Si vuole quindi abbattere la storia di uno stadio che è mito senza alcun rispetto per ciò che rappresenta per l’Italia e per Milano per ricostruirlo multi-strutturale a poche centinaia di metri, in nome della società dello spettacolo e della trasformazione del quartiere. Due fantasmi, questi ultimi, che spariranno comunque e presto, lasciando le loro finte novità che sanno di cellofan in un deserto. Questo perché quando si antepongono gli affari economici alla storia, si è certamente al passo con i tempi che viviamo, ma si è fuori dal futuro. L’opulenza della costruzione sfrenata di strutture, la a-storicità di queste idee ignoranti, il calcio solo come affare, sono destinati ad avere poco sviluppo anche in conseguenza di ciò che è accaduto in questi mesi nel mondo, all’interno di un fenomeno che rivive da sempre se stesso affondando dal 1863, l’anno della sua nascita istituzionale, le sue radici nella storia. Soprattutto in Italia, paese familiare e rituale, questa stagione del calcio finanziario che è nata più o meno nel 1996 con l’affaire Bosman e le televisioni, è destinato a mutare tornando a un calcio artigianale-industriale fatto di idee e competenza.

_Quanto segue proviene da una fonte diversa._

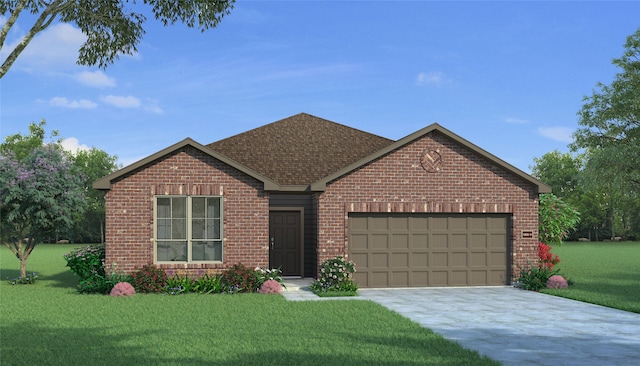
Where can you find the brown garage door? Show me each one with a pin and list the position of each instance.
(405, 250)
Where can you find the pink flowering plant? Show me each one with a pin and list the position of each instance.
(335, 278)
(270, 287)
(557, 281)
(122, 289)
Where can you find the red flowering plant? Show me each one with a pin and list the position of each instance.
(536, 277)
(547, 259)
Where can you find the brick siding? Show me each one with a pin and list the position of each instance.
(129, 205)
(396, 182)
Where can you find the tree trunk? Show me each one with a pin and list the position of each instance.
(23, 266)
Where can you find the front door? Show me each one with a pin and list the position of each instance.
(285, 242)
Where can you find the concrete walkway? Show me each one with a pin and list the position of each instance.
(512, 326)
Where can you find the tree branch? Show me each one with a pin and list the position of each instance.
(44, 20)
(11, 21)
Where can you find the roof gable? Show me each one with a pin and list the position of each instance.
(104, 183)
(321, 184)
(305, 153)
(299, 150)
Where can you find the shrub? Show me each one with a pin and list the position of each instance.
(207, 284)
(86, 261)
(239, 278)
(335, 277)
(545, 256)
(149, 279)
(535, 278)
(122, 289)
(177, 284)
(557, 281)
(270, 287)
(98, 284)
(29, 279)
(269, 274)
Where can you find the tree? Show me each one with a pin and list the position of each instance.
(611, 118)
(21, 146)
(111, 27)
(561, 171)
(39, 194)
(611, 138)
(94, 164)
(555, 219)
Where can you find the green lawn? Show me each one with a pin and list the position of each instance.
(49, 324)
(603, 273)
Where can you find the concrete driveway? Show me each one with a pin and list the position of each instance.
(518, 327)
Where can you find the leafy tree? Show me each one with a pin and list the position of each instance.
(111, 27)
(611, 138)
(21, 146)
(555, 219)
(561, 171)
(611, 118)
(39, 194)
(94, 164)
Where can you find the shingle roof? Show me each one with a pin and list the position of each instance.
(301, 149)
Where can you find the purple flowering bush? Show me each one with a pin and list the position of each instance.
(270, 287)
(122, 289)
(335, 278)
(557, 281)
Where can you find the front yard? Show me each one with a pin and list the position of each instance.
(606, 273)
(49, 323)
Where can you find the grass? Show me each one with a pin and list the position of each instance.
(48, 323)
(606, 274)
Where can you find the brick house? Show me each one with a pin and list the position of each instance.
(430, 209)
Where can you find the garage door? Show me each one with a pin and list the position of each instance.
(406, 250)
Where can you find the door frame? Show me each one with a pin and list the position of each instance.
(301, 212)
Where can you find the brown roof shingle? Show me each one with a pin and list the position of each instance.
(301, 149)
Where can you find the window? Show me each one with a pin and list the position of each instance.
(188, 229)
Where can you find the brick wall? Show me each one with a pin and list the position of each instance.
(129, 205)
(397, 182)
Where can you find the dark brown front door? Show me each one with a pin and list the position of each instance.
(285, 242)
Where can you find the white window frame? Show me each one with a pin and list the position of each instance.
(189, 229)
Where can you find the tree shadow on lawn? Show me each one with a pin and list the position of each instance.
(34, 344)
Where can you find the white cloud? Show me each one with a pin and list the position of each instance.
(562, 134)
(96, 79)
(517, 121)
(55, 47)
(64, 102)
(152, 106)
(431, 78)
(73, 145)
(122, 102)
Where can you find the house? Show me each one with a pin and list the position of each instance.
(431, 209)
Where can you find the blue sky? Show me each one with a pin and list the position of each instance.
(507, 76)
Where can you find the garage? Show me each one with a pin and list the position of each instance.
(422, 249)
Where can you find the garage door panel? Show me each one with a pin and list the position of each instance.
(460, 260)
(399, 279)
(419, 241)
(400, 241)
(380, 279)
(439, 259)
(458, 241)
(439, 241)
(379, 241)
(379, 260)
(359, 242)
(398, 250)
(400, 260)
(419, 260)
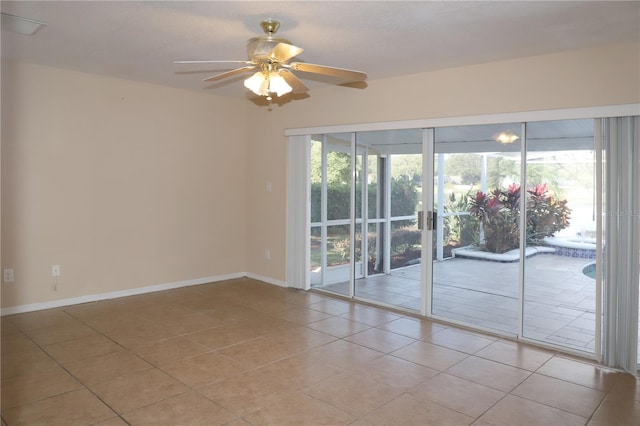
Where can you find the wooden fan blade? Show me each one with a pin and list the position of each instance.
(293, 81)
(350, 75)
(229, 73)
(284, 51)
(212, 62)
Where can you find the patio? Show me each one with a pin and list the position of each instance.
(559, 306)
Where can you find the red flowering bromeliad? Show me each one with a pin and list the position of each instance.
(499, 215)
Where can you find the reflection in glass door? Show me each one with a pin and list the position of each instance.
(560, 281)
(330, 228)
(476, 262)
(370, 231)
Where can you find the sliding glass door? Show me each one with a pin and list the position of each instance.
(512, 228)
(534, 275)
(561, 211)
(476, 261)
(366, 192)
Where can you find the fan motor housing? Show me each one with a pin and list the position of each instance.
(258, 48)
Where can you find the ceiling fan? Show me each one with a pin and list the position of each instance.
(270, 57)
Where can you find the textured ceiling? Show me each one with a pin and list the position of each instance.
(139, 40)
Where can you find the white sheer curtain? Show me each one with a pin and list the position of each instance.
(621, 141)
(298, 212)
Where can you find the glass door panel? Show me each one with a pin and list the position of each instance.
(559, 282)
(476, 264)
(390, 167)
(330, 228)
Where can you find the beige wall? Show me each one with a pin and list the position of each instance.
(127, 185)
(122, 184)
(607, 75)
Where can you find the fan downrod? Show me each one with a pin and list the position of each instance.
(270, 26)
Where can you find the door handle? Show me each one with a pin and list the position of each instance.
(432, 218)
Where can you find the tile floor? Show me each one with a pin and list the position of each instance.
(559, 299)
(242, 352)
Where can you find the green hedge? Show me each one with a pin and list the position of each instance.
(404, 196)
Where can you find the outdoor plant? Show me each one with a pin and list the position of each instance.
(499, 216)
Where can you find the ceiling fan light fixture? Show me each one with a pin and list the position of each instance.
(263, 83)
(507, 137)
(278, 84)
(258, 84)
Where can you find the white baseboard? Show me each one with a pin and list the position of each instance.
(267, 280)
(132, 292)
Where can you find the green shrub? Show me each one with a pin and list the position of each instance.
(499, 215)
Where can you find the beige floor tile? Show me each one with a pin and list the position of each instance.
(460, 340)
(354, 394)
(578, 372)
(136, 390)
(247, 393)
(275, 346)
(430, 355)
(203, 369)
(170, 350)
(394, 371)
(301, 315)
(131, 335)
(333, 306)
(28, 360)
(113, 421)
(84, 347)
(7, 327)
(57, 334)
(34, 386)
(225, 335)
(238, 422)
(458, 394)
(302, 298)
(380, 340)
(513, 410)
(627, 384)
(41, 319)
(370, 316)
(618, 409)
(16, 342)
(344, 354)
(339, 327)
(299, 409)
(79, 407)
(411, 411)
(268, 305)
(515, 354)
(298, 372)
(413, 327)
(489, 373)
(557, 393)
(190, 323)
(188, 409)
(169, 312)
(258, 352)
(91, 371)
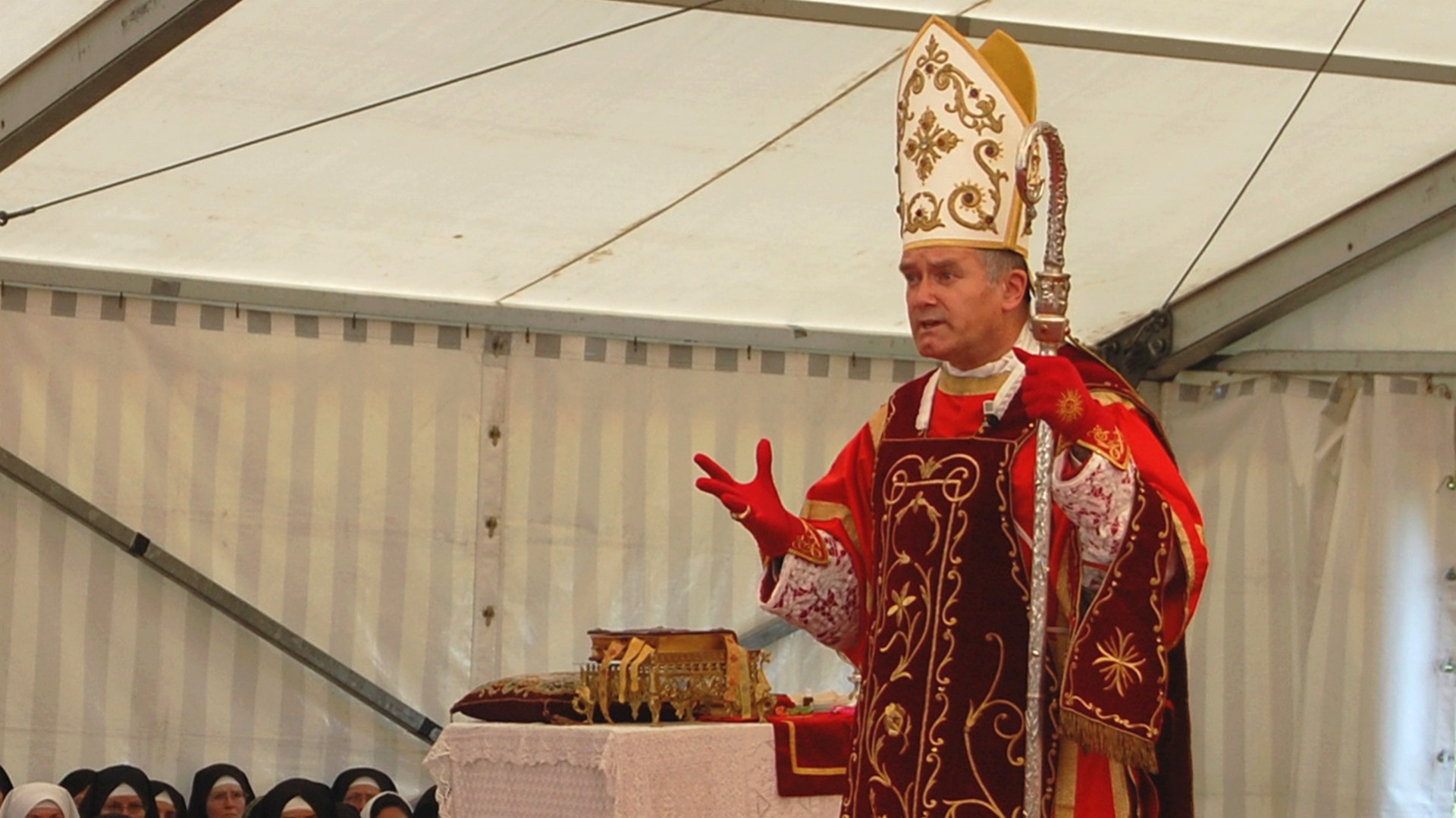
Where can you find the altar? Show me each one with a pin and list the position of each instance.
(535, 770)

Qualcuno che porta avanti le ragioni della competenza contro un sistema che dice di preferire alle vittorie di scudetti e coppe il quarto posto, c’è. Nel 2014 la Camera di Commercio e l’Università degli Studi di Milano, in una importante analisi hanno evidenziato come San Siro sia uno dei simboli più significativi e identificativi della città dopo il Duomo e la Triennale. Una tesi che seppur di qualche anno fa, si oppone alle idee di nuovi impianti visti come “divertifici”, come da recenti dichiarazioni, capaci di generare indotto economico per 365 giorni all’anno. Questa antitesi alle idee dell’abbattimento è l’estrema difesa che dovrebbero intraprendere la Lega, la Federazione, gli Istituti, la città di Milano verso tutti quelli che sono favorevoli alla demolizione di San Siro e che lo definiscono barbaramente: “bruttarello”. La strada è quella, già storicamente intrapresa negli anni tra il 1935 e il 2015, della ristrutturazione. La storia ha sempre un grande valore, chi la cancella è destinato a regredire. Salvare il mito San Siro affinché Giuseppe Meazza (a cui lo stadio è intitolato dal 3 marzo 1980), Liedholm, Schiaffino, Nordahl, Mazzola, Corso, Rivera, Matthaus, Gullit, van Basten, Herrera, Rocco, Ronaldo e Di Stefano, Maradona, Eusebio, e tanti altri fino ai calciatori di oggi che hanno giocato sul quel terreno, non diventino fantasmi di una storia ingiustamente cancellata. In fondo anche i barbari nelle loro incursioni nei luoghi dell’impero romano, non distrussero e lasciarono in piedi molte chiese, molti monumenti e templi, nel segno del rispetto per una storia che ammiravano. E San Siro è certamente un tempio del calcio da rispettare e da salvare dalla barbarie.